Adithya Ramachandran

Hello! I am a doctoral researcher at the Pattern Recognition Lab, Friedrich-Alexander-Universität Erlangen-Nürnberg (FAU), Germany. My research focuses on the digitization and the development of innovative AI-based solutions and approaches within the field of utilities to enhance efficiency, reliability, and sustainability in utility services. As part of my research, I work on creating a unified data repository of data source to create digital twin of utility infrastructure. The modalities of data include time series, images, and graphs based on GIS data. I enjoy finding patterns within complex datasets and problem-solving for practical and impactful applications.


Experience

Doctoral Researcher

Pattern Recognition Lab, Friedrich-Alexander-University, Erlangen, Germany
  • My collaboration partner during my time is Diehl Metering GmbH, Nuremberg, Germany

    Reflection: My doctoral research has been highly influential in shaping my perspective on AI solutions and their real-world impact. I particularly enjoyed working with smart meter data at the household level, navigating its intricacies and challenges. Analyzing thousands of time series data simultaneously, each with unique characteristics, influencing parameters, and psychographic implications helped me refine my analytical approaches. I found the instances when developing AI solution such as high forecasting errors coinciding with school closures and reopenings, unique consumer demand behaviors through unsupervised clustering to be obvious in hindsight and intellectually rewarding. Working in tandem with other data modalities and integrating disparate data silos to uncover valuable insights also helped be develop parallel thinking. While working with GIS data in urban logistics networks, I often spent long hours scouring maps to understand complex networks and their metadata, especially when tackling problems where key entities remain hidden beneath the surface. Developing analytical solutions for such issues and devising validation schemes was both challenging and motivating. Beyond the hands-on work, I thoroughly enjoyed engaging with fellow researchers who enriched my knowledge and inspired new ideas that I was eager to explore. These experiences significantly broadened my domain knowledge, not only in AI but also in the respective domain. As an academic researcher, I had the freedom to explore problems independently while also learning when to seek guidance and support—an invaluable lesson in both research and personal growth.

  • Digital Twin Development: Developed a Digital Twin for urban heat and water supply networks that synergizes multi-modal data (smart meters, SCADA, GIS) into a unified knowledge graph serving as a central knowledge base.
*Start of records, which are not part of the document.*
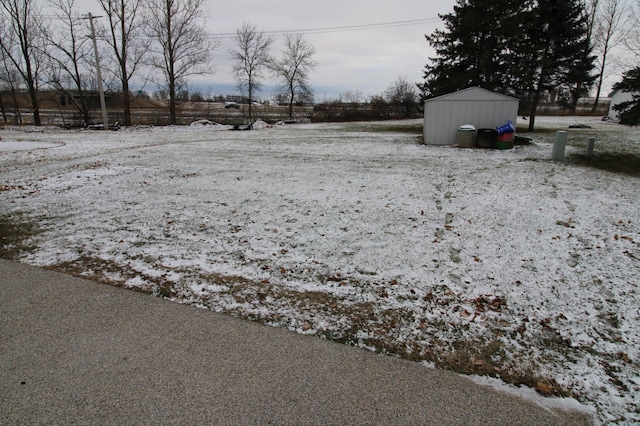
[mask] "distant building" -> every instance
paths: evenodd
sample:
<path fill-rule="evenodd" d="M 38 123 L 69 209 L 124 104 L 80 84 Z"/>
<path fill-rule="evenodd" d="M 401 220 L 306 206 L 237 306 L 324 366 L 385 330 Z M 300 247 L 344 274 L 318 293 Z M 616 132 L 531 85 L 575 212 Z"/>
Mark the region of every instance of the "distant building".
<path fill-rule="evenodd" d="M 424 143 L 453 145 L 458 127 L 495 129 L 507 121 L 514 125 L 520 100 L 481 87 L 470 87 L 428 99 L 424 103 Z"/>
<path fill-rule="evenodd" d="M 623 102 L 628 102 L 633 100 L 633 95 L 640 95 L 640 93 L 633 92 L 623 92 L 622 90 L 614 90 L 609 95 L 611 97 L 611 103 L 609 104 L 609 114 L 607 114 L 607 120 L 609 121 L 620 121 L 618 118 L 618 111 L 613 109 L 614 106 L 619 105 Z"/>

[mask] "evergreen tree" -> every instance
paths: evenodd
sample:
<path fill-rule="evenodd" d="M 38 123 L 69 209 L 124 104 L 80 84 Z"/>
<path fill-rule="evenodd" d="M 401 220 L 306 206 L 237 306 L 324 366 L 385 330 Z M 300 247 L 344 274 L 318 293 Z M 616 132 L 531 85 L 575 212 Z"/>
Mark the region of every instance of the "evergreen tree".
<path fill-rule="evenodd" d="M 624 73 L 622 81 L 613 86 L 614 90 L 622 90 L 631 93 L 632 100 L 615 105 L 613 109 L 618 111 L 620 124 L 637 126 L 640 124 L 640 67 Z"/>
<path fill-rule="evenodd" d="M 555 93 L 562 86 L 577 88 L 576 93 L 593 84 L 591 71 L 595 57 L 587 38 L 582 3 L 577 0 L 535 0 L 521 14 L 522 40 L 513 43 L 520 78 L 515 91 L 526 99 L 529 131 L 533 131 L 538 105 L 545 93 Z M 518 76 L 516 75 L 516 80 Z M 577 102 L 577 97 L 575 94 Z"/>
<path fill-rule="evenodd" d="M 453 13 L 440 15 L 445 30 L 426 39 L 436 50 L 424 70 L 423 97 L 471 86 L 504 90 L 507 41 L 515 29 L 521 2 L 458 0 Z"/>
<path fill-rule="evenodd" d="M 544 95 L 575 105 L 593 84 L 594 57 L 579 0 L 457 0 L 445 30 L 426 36 L 436 57 L 425 67 L 423 98 L 481 86 L 521 99 L 533 130 Z"/>

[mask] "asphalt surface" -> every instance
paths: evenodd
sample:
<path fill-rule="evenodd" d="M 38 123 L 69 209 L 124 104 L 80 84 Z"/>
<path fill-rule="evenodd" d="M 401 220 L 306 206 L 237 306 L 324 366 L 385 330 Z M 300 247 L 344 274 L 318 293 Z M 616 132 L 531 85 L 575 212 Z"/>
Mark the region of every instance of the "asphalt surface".
<path fill-rule="evenodd" d="M 0 259 L 0 424 L 581 425 L 443 370 Z"/>

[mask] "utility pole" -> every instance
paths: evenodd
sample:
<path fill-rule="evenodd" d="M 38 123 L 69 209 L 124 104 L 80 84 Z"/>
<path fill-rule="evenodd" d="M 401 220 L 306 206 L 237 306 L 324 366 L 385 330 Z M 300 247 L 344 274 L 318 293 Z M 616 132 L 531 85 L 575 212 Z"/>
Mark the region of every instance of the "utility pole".
<path fill-rule="evenodd" d="M 104 90 L 102 90 L 102 72 L 100 72 L 100 57 L 98 56 L 98 42 L 96 41 L 96 30 L 93 27 L 93 20 L 100 16 L 88 15 L 89 24 L 91 25 L 91 38 L 93 39 L 93 51 L 96 55 L 96 74 L 98 76 L 98 91 L 100 92 L 100 106 L 102 107 L 102 128 L 109 129 L 109 119 L 107 117 L 107 104 L 104 101 Z"/>

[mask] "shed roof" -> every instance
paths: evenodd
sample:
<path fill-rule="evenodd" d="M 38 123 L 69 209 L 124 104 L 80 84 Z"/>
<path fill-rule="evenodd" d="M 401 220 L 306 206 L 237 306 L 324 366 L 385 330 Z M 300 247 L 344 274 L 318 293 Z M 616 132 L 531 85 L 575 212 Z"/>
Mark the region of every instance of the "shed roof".
<path fill-rule="evenodd" d="M 434 101 L 519 101 L 518 98 L 503 95 L 501 93 L 492 92 L 482 87 L 469 87 L 458 90 L 457 92 L 447 93 L 446 95 L 437 96 L 427 99 L 427 102 Z"/>

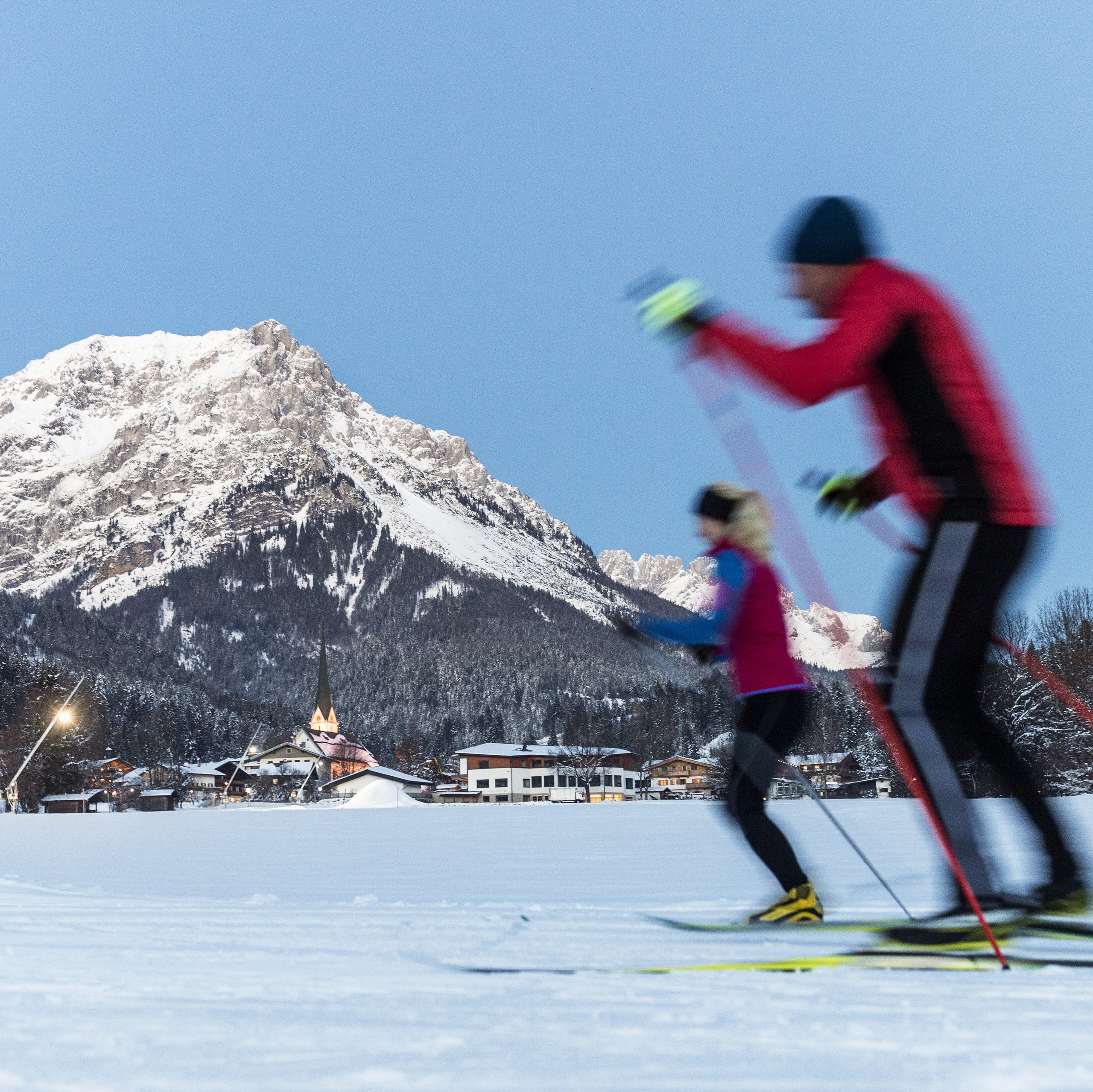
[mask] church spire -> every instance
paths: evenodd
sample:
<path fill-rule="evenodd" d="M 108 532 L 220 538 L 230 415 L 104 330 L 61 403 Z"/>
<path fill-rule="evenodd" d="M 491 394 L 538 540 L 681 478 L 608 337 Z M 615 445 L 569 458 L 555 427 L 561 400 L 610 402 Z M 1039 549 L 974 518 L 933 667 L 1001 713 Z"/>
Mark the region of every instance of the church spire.
<path fill-rule="evenodd" d="M 319 625 L 319 685 L 315 692 L 315 704 L 324 719 L 330 719 L 330 677 L 327 674 L 327 634 L 326 627 Z"/>

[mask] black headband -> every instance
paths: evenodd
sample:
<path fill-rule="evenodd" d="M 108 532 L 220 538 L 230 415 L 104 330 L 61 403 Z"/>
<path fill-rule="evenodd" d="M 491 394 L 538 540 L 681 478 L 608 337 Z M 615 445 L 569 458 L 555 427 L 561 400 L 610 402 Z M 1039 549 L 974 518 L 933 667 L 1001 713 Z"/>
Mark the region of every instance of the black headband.
<path fill-rule="evenodd" d="M 698 497 L 694 510 L 696 515 L 716 519 L 719 524 L 731 524 L 739 505 L 740 497 L 721 496 L 708 489 Z"/>

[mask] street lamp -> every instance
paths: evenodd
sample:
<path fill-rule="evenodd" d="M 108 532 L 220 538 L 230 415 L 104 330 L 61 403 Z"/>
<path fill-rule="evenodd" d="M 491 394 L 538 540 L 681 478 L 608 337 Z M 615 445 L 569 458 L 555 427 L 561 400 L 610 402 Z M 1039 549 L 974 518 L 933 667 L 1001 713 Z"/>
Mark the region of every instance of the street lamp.
<path fill-rule="evenodd" d="M 69 702 L 75 697 L 75 692 L 80 689 L 83 684 L 83 680 L 86 678 L 87 677 L 85 674 L 80 676 L 80 681 L 72 688 L 69 696 L 61 703 L 61 707 L 54 714 L 54 719 L 46 725 L 46 730 L 38 737 L 38 742 L 31 748 L 31 753 L 23 760 L 23 764 L 15 771 L 15 776 L 8 783 L 8 787 L 4 789 L 4 796 L 8 798 L 8 809 L 11 812 L 15 811 L 15 805 L 19 803 L 19 775 L 26 770 L 31 759 L 38 753 L 38 748 L 45 743 L 46 737 L 52 730 L 54 725 L 57 724 L 58 720 L 62 724 L 71 723 L 72 711 L 68 707 Z"/>

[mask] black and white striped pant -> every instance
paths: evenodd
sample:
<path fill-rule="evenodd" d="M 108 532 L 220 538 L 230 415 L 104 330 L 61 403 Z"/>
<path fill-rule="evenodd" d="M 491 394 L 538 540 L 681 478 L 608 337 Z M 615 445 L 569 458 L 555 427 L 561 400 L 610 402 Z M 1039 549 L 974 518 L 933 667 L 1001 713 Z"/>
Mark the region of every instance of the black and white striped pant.
<path fill-rule="evenodd" d="M 930 532 L 892 630 L 889 708 L 976 895 L 995 884 L 954 763 L 982 758 L 1036 826 L 1053 879 L 1074 860 L 1032 772 L 979 704 L 995 613 L 1034 528 L 943 520 Z"/>

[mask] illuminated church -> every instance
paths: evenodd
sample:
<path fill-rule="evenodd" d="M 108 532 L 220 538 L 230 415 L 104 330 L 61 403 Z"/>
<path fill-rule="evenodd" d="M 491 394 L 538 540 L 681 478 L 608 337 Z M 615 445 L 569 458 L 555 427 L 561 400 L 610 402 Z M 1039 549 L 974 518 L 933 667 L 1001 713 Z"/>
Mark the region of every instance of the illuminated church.
<path fill-rule="evenodd" d="M 319 636 L 319 685 L 315 692 L 315 712 L 307 727 L 301 728 L 292 742 L 304 751 L 322 755 L 322 772 L 331 780 L 379 764 L 366 747 L 348 737 L 338 725 L 338 714 L 330 698 L 326 633 Z"/>

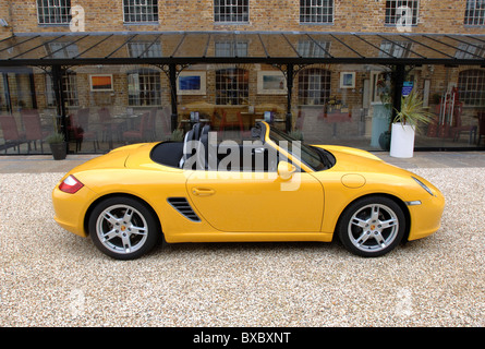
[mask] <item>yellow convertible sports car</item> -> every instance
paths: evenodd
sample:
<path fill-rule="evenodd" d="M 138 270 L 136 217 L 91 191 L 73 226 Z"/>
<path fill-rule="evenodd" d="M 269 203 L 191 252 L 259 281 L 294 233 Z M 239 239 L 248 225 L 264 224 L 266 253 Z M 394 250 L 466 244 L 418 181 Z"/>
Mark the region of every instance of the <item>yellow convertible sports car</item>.
<path fill-rule="evenodd" d="M 132 260 L 177 242 L 331 241 L 380 256 L 440 226 L 442 194 L 350 147 L 305 145 L 259 122 L 247 140 L 194 124 L 183 142 L 128 145 L 65 174 L 56 221 Z"/>

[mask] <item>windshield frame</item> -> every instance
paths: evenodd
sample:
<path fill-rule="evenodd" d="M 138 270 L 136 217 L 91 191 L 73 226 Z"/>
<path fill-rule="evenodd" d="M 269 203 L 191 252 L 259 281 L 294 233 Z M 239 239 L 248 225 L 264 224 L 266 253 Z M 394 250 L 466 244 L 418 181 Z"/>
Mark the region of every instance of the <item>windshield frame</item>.
<path fill-rule="evenodd" d="M 274 147 L 276 147 L 281 153 L 289 153 L 291 155 L 292 160 L 296 160 L 301 163 L 300 166 L 305 171 L 318 172 L 323 170 L 327 170 L 335 165 L 335 161 L 330 160 L 327 156 L 328 152 L 325 149 L 320 149 L 318 147 L 305 144 L 302 141 L 295 140 L 290 136 L 288 133 L 278 130 L 275 127 L 267 124 L 266 122 L 260 122 L 262 124 L 262 141 L 265 143 L 270 143 Z M 269 142 L 268 142 L 269 141 Z M 289 146 L 288 149 L 280 147 L 278 143 L 280 141 L 287 141 Z M 298 157 L 292 152 L 291 144 L 293 142 L 299 142 L 300 144 L 300 157 Z"/>

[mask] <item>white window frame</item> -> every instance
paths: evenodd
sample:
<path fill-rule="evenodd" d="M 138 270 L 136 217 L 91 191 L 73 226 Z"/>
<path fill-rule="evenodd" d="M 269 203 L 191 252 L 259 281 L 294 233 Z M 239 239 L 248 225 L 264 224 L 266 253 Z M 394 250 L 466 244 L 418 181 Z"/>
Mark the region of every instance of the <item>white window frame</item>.
<path fill-rule="evenodd" d="M 223 13 L 221 9 L 225 9 Z M 214 0 L 214 22 L 217 24 L 250 23 L 250 0 Z"/>
<path fill-rule="evenodd" d="M 485 25 L 485 0 L 466 0 L 466 9 L 464 11 L 464 25 Z"/>
<path fill-rule="evenodd" d="M 389 7 L 388 3 L 390 4 Z M 395 26 L 398 24 L 400 17 L 397 12 L 400 7 L 408 7 L 411 9 L 413 19 L 411 26 L 416 26 L 420 22 L 420 0 L 386 0 L 385 25 Z M 387 13 L 388 9 L 390 11 L 389 14 Z"/>
<path fill-rule="evenodd" d="M 158 0 L 123 0 L 123 23 L 158 23 Z"/>
<path fill-rule="evenodd" d="M 37 0 L 36 5 L 39 25 L 70 24 L 72 19 L 71 0 Z"/>
<path fill-rule="evenodd" d="M 334 0 L 300 0 L 300 24 L 334 24 Z"/>

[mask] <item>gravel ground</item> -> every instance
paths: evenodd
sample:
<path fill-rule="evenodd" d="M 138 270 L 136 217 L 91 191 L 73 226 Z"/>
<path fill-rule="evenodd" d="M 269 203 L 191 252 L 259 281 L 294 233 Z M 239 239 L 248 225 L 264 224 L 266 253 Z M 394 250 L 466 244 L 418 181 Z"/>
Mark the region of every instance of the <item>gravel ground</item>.
<path fill-rule="evenodd" d="M 63 173 L 0 174 L 0 326 L 485 326 L 485 171 L 416 169 L 441 229 L 374 260 L 338 243 L 202 243 L 113 261 L 52 219 Z"/>

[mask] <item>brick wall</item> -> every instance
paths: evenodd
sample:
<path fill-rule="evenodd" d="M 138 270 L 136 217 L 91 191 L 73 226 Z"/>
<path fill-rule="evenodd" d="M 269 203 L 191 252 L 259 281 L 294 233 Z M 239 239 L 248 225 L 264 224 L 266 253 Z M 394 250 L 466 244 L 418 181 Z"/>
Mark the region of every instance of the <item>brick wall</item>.
<path fill-rule="evenodd" d="M 485 34 L 484 27 L 463 24 L 466 0 L 421 0 L 416 33 Z M 85 11 L 87 32 L 112 31 L 301 31 L 301 32 L 397 32 L 385 25 L 386 0 L 335 0 L 334 24 L 300 24 L 298 0 L 250 0 L 250 22 L 238 25 L 214 23 L 213 0 L 158 1 L 159 23 L 123 24 L 122 0 L 72 0 Z M 15 32 L 65 32 L 69 25 L 37 24 L 35 0 L 0 0 L 0 17 L 8 17 Z M 11 15 L 9 13 L 11 11 Z M 0 35 L 9 29 L 0 28 Z"/>

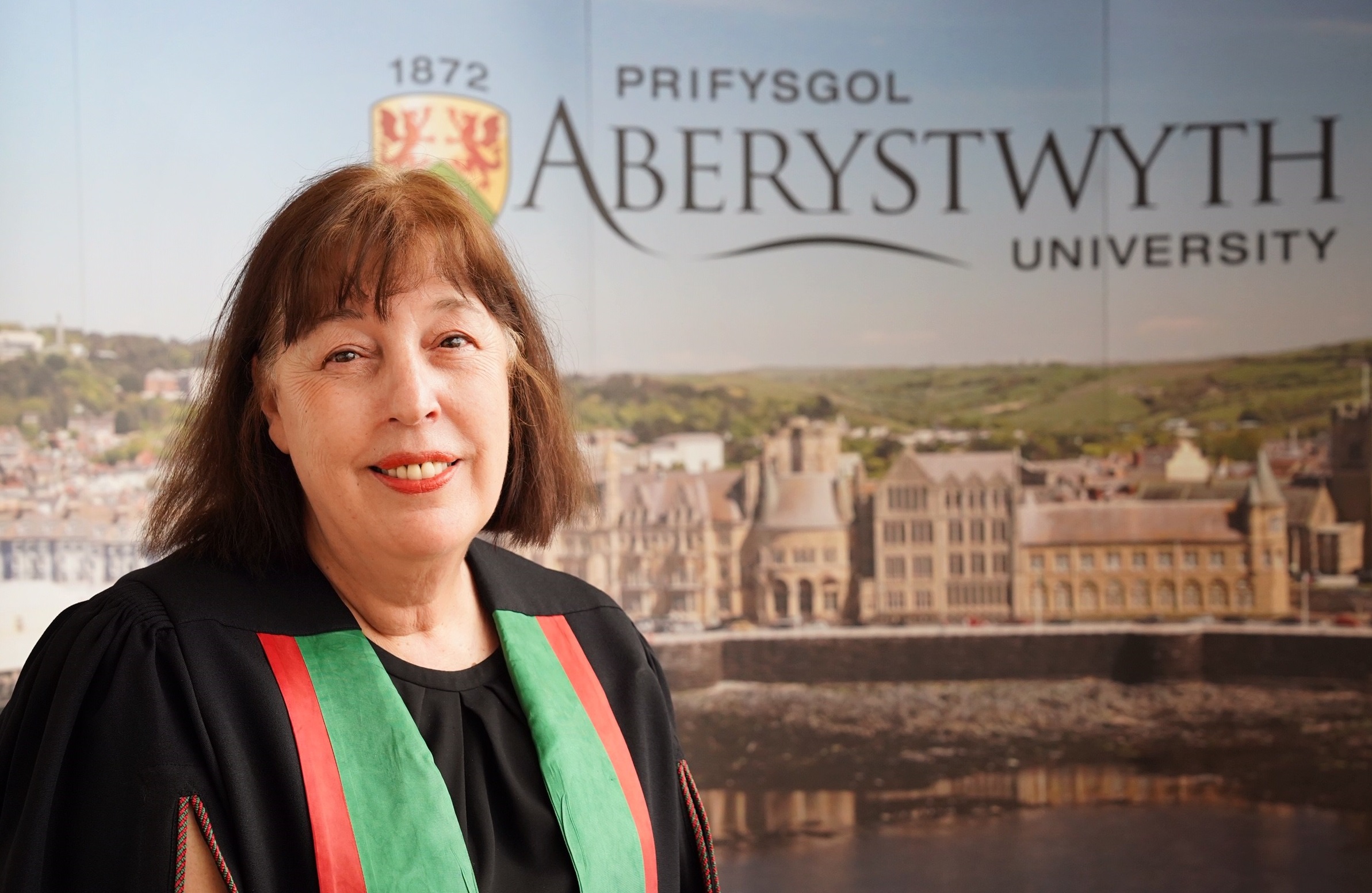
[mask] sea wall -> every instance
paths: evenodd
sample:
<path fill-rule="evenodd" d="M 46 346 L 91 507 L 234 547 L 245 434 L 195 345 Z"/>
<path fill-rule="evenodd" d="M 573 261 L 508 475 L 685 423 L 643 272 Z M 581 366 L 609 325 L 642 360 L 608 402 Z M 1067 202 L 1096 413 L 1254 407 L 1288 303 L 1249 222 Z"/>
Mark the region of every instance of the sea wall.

Utilized Python for data processing, NetworkX for network analysis, and Neo4j for graph-based inference. Developed a web application with HTML, CSS, and JavaScript for interactive visualization, enhancing infrastructure monitoring and decision-making.
  • Data Engineering & Data Pipeline: Engineered a scalable data pipeline to process and harmonize smart meter and GIS data. Managed ~17,500 meters with hourly readings spanning up to 5 years, alongside an SQL-based utility database over 30,000 infrastructure components, and other public resources. Applied analytical and relational techniques to extract meaningful features, enabling ML-driven solutions for varying downstream tasks.
  • Advanced Time Series Forecasting: Developed deep learning models for multi-horizon heat and water demand forecasting using advanced feature representations (time-frequency analysis, seasonal decomposition, multi-variate relationships), achieving up to 95% accuracy. Improved forecasting by 10%-40% across rural and urban districts compared to statistical and deep learning baselines. Leveraged attention mechanisms to reduce model size by 97% while maintaining accuracy, enabling optimal resource management, cost savings, and reduced emissions.
  • Unsupervised Representation Learning: Constructed a contrastive representation learning framework to identify distinct consumption patterns across residential, commercial, and agricultural sectors using smart meter data. Analyzed variations in consumption of individual consumers and across different consumers, enabling behavioral insights, region-specific demand analysis, and proactive grid optimization.
  • Anomaly Detection & Infrastructure Optimization: Designed analytical and ML-driven anomaly detection models for real-time monitoring such as leakage detection and localization, aiding predictive maintenance and optimizing grid efficiency.
  • Technical Stack: Python, SQL, GIS processing, Graph Neural Networks, Wavelet Transforms, Contrastive Learning, JS/HTML/CSS.
October 2021 - Present

Intern - Thesis

Performance Materials, BASF SE, Ludwigshafen, Germany

    Reflection: My time at BASF marked my first experience in a large-scale industrial setting and provided an opportunity to bridge academic knowledge with real-world applications. Transitioning from C++ academic projects to industrial implementation was insightful. Additionally, I gained a deeper appreciation for the importance of confidentiality, particularly in handling internal tools and proprietary technologies. This period also coincided with the onset of the COVID-19 pandemic. Just two weeks into my master's thesis, lockdown measures were implemented, requiring me to quickly adapt my plans, working environment, and discipline.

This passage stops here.